The Python3 introductory series is basically the door to Python, from this chapter began to introduce the Python crawler tutorial, take out to share; the reptile says simply, is to crawl the data of the network to carry on the analysis processing; This chapter is primarily about getting to know the little tests of several reptiles, And a description of the tools used by the crawler, such as collections, queues, regular expressions;
To crawl a specified page with Python:
The code is as follows:
Import urllib.request
url= "http://www.baidu.com"
data = Urllib.request.urlopen (URL). Read () #
data = Data.decode (' UTF-8 ')
print (data)
Urllib.request.urlopen (URL) Official document returns a Http.client.HTTPResponse object, the Read () method used by the object, and returns the data; Http.client.HTTPResponse object, this object has a variety of methods, such as the Read () method we use;
Find variable URLs:
Import urllib
import urllib.request
data={}
data[' word ']= ' one Peace '
url_values= Urllib.parse.urlencode (data)
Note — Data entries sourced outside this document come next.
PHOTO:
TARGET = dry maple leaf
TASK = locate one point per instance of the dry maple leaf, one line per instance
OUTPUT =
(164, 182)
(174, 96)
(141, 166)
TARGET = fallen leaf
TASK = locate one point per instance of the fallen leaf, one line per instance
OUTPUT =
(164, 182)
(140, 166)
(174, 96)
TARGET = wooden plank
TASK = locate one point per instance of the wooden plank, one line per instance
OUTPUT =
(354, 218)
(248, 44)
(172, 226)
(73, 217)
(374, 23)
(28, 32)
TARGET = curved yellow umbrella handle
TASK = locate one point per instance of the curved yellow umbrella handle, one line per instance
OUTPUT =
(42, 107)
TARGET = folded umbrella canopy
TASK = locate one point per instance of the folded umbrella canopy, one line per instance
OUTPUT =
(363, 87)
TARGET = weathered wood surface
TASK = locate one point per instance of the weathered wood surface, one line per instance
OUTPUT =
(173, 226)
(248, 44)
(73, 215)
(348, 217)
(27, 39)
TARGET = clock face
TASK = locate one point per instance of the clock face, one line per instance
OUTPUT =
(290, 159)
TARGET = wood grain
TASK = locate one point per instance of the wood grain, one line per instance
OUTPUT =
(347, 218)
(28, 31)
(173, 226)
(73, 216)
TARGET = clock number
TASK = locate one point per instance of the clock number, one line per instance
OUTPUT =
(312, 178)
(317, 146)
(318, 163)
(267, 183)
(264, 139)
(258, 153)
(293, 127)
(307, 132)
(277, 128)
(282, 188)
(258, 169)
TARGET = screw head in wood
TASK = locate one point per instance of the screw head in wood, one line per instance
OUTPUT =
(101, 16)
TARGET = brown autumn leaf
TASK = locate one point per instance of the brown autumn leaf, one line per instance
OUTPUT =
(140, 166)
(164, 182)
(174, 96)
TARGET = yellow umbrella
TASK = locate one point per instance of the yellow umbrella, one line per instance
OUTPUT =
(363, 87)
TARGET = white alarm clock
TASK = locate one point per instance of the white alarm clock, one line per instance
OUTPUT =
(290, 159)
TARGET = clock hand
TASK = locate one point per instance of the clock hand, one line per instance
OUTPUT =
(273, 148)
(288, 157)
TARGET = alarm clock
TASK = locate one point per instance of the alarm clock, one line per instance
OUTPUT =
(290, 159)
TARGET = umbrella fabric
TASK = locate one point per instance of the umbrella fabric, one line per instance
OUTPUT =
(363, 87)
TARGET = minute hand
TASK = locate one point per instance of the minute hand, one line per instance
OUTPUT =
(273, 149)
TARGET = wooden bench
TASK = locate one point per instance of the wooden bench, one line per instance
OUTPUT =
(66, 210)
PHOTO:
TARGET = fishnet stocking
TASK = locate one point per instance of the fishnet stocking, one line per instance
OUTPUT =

url= "http://www.baidu.com/s?"
Full_url=url+url_values
a = Urllib.request.urlopen (Full_url)
data=a.read ()
Data=data.decode (' UTF-8 ')
print (data)
# #打印出网址:
A.geturl ()
Data is a dictionary, and then the Urllib.parse.urlencode () is used to convert data to a string of ' word=one+peace ', and finally the URL is merged into Full_url
Description of Python regular expressions:
Introduction to Queues
In the crawler program to use the breadth of the priority algorithm, the algorithm used in the data structure, of course, you can use the list to achieve the queue, but the efficiency is not high. Here's a description: There is a queue in the container: Collection.deque
#队列简单测试:
From collections Import Deque
Queue=deque (["Peace", "Rong", "Sisi"])
Queue.append ("Nick")
Queue.append ("Pishi")
Print (Queue.popleft ())
Print (Queue.popleft ())
Print (queue)
Collection Introduction:
In the crawler, in order not to crawl the sites that have been crawled, we need to put the URL of the crawled page into the collection, and see if the collection is already there before we crawl a URL each time. If it already exists, we skip the URL; If it does not exist, we first put the URL into the collection and then climb the page.
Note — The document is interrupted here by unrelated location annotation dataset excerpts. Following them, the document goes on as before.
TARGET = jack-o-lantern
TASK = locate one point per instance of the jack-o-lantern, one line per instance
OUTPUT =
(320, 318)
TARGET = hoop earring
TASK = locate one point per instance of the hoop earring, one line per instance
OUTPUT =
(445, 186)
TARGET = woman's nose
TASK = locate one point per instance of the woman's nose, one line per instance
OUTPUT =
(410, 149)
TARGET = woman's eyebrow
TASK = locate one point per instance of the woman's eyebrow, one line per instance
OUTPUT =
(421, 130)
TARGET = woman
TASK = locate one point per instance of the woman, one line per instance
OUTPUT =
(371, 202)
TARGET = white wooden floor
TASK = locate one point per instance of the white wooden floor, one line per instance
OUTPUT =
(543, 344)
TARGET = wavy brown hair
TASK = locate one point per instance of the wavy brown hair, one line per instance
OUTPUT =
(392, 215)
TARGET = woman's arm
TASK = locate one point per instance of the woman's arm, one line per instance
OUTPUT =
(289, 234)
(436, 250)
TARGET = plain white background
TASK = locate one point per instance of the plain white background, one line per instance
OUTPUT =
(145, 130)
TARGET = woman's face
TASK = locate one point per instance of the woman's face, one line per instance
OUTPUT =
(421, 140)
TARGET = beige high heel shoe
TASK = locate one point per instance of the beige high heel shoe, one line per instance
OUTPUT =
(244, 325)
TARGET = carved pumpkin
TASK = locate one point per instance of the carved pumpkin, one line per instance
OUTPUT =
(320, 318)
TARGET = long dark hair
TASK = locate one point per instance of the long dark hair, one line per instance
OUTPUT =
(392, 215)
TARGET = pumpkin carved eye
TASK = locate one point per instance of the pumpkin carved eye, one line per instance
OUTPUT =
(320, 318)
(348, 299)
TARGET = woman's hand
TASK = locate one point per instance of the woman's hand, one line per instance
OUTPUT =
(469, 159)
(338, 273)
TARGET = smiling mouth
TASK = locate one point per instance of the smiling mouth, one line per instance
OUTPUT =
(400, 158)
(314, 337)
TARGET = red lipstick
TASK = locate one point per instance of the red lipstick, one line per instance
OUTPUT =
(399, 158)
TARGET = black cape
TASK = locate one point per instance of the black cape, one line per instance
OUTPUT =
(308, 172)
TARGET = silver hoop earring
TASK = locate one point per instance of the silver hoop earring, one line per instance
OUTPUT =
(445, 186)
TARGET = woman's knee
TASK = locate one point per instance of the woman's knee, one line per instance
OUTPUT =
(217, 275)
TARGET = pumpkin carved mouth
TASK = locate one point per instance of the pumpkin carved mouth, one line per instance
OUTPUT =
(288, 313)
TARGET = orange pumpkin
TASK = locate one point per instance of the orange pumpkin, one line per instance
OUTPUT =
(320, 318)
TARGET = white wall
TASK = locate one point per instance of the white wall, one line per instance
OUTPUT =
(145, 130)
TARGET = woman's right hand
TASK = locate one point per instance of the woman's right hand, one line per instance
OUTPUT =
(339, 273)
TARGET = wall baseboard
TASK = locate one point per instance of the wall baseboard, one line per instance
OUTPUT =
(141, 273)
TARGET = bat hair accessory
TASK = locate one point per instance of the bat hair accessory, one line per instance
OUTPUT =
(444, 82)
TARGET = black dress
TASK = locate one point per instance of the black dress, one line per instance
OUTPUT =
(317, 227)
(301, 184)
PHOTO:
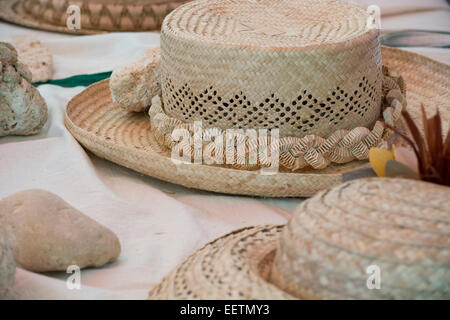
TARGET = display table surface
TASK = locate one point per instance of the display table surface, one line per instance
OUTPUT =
(158, 224)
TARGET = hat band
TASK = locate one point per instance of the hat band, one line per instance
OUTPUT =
(295, 153)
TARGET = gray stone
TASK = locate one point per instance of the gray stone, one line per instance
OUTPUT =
(22, 109)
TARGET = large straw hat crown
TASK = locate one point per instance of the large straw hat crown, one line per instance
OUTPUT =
(399, 227)
(303, 66)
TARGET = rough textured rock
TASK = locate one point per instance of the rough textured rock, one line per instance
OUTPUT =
(35, 56)
(22, 109)
(134, 86)
(50, 235)
(7, 266)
Python also contains a data type--set (collection). A collection is a set of unordered, distinct elements. Basic features include relational testing and eliminating duplicate elements. The collection object also supports mathematical operations such as Union (union), intersection (intersection), difference (difference) and sysmmetric difference (symmetric difference sets).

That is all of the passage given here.